Are you referring to the mailing lists (which run on GNU mailman), or to the 'Email this user' form in the wiki? In the case of the former, it should be set to strip HTML mail as it is. If you see a list misconfigured, please say which. For the latter, it should only be possible to send plaintext. If you can show otherwise, this is a bug which should be fixed immediately. Please let us know. --Brion VIBBER 22:02, 14 May 2004 (UTC)Reply

The idea came up on IRC last night that it might be a good thing to ask a developer people to set up a way for people to send private messages to each other directly through the wiki software as an alternative to communication through talk pages. The idea is that it is a way to increase communication, reduce the level of public conflict, keep conversations from polarizing quickly, and allowing more frank discussions, etc. One concern raised about this is that there is a certain "check" involved in discussions being searchable and archived, i.e. people should feel more accountable for what they say.
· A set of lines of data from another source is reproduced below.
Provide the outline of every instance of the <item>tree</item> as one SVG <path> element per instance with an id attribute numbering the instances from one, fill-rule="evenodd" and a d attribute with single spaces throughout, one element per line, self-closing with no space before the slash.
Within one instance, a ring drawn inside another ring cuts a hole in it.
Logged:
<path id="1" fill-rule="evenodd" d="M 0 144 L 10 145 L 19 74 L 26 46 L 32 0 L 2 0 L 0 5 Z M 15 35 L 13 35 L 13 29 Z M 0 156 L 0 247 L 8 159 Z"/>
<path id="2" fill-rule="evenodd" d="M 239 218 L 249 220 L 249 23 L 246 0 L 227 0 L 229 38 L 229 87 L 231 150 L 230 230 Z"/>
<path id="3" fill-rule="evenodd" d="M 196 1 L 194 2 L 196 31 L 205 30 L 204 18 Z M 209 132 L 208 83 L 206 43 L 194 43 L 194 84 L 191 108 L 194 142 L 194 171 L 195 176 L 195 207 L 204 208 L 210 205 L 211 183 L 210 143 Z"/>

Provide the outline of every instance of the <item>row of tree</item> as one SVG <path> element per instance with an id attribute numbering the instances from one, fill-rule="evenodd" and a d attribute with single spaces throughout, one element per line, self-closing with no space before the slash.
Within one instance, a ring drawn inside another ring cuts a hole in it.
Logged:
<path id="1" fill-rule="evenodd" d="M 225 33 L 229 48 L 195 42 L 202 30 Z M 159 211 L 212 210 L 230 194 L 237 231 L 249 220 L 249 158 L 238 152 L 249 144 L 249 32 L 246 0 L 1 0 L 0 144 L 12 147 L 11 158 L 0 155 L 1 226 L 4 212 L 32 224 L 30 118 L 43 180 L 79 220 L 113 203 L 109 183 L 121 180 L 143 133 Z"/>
Opinions? Thoughts? Alternatives? -- BCorr|Брайен 14:25, 29 May 2004 (UTC)Reply

Is this going to offer any advantage over email? I also wonder if it might encourage people to use our wikis as chat rooms if there is no check on whether what people are writing is wikimedia-relevant. Angela 21:10, 31 May 2004 (UTC)Reply
I don't see the point. Everything on the wiki itself should be open, you want to keep it private, take it outside (i.e. e-mail). Dori | Talk 04:07, 1 Jun 2004 (UTC)
For an opposing viewpoint, see MeatBall:GetARoom. Wikis need not be entirely open, and private conversation has benefits to the community. UninvitedCompany 21:32, 15 Jun 2004 (UTC)
I generally dislike things going to email. I much prefer private messages on the site concerned when that feature is available, in part because it keeps all things related to the site netly in one place and in part because I try to keep mail only for personal and high priority (my priority) things. If someone started to routinely use the email link instead of my talk page and declined to stop on request, I might well add them to my spam filter to prevent it from continuing. Jamesday 08:28, 14 Jul 2004 (UTC)

Multiple accounts and Password protection


The discussion arose from a concern about a recent leak of shared passwords that is documented at Wikipedia:User talk:Tim Starling/Password matches and at Wikipedia:Votes for deletion/User:Tim Starling/Password matches. In that case, a well-intentioned admin created a list of probable sock puppets by searching for matching passwords. My concern (and that of more than a few other users) is that an innocent person who happened to choose the same (probably weak) password will get swept up in the accusation and that, further, by releasing the list their password will be exposed to the real vandal who will now be able to highjack the account.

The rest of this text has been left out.